Money Quote

September 23, 2010

 

Pavan Sukhdev, Head of the UNEP Green Economy Initiative, and previously Managing Director in the Global Markets Division at Deutsche Bank, has some remarkably lucid things to say about fisheries in this month's Frontiers in Ecology and Environment:

"Economics is the science of scarce resources. What is scarce here as a resource is not fishing capacity – in which every year we invest more, as a result of the subsidies that are targeted largely at the bigger fleets and the trawler fleets. What is scarce here is fish. So if you were to do ‘good’ economics, you would be focusing your efforts and your investments on increasing the stock of fish, not the stock of fishing capacity."

....

“There is a lot of evidence to suggest that if, instead of targeting fiscal support toward subsidizing trawler fleets, we were to put it toward transitioning the whole fishing model – in other words, if you were to build up reserves in marine protected areas and support fishing communities during the transition period that it takes for fish stocks to revive – that would actually be a much better deployment of the same amount of fiscal resource.

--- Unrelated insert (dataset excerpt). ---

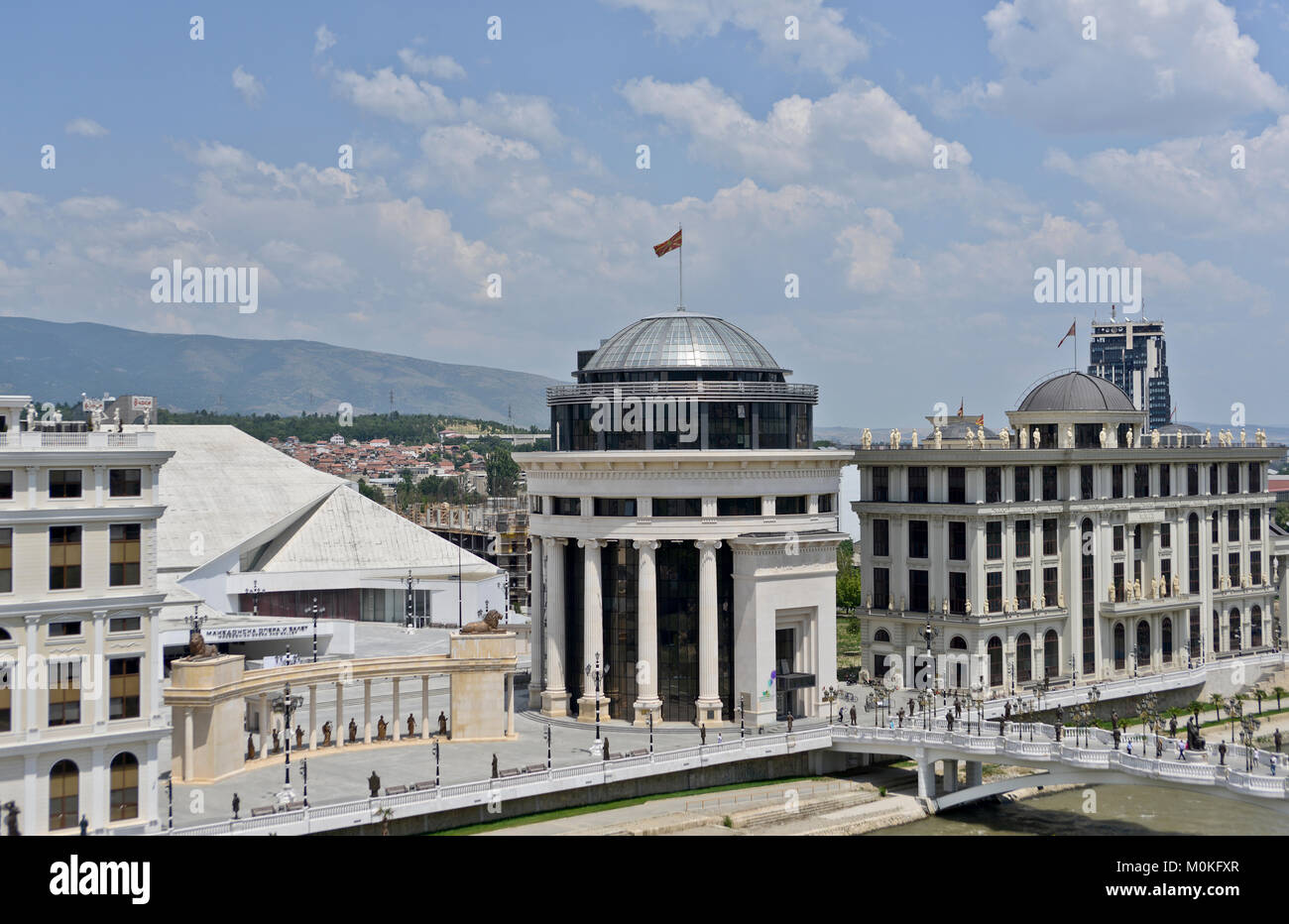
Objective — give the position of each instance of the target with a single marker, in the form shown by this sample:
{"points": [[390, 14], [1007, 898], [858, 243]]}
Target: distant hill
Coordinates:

The reason this works is biologically and scientifically very simple: if a female fish were allowed to grow to twice its size [before capture], it could produce 10 to 100 times as many eggs.”

....

“We are not trying to create an alternative school of economics here. What we are trying to correct is an established and deeply entrenched method of resource allocation across the global economy – one that is remarkably inefficient, increasingly irresponsible, and which will ultimately defeat the agenda on sustainable development.”

Sukhdev is apparently about to release something called the Green Economy Report later this year, which I will definitely watch out for.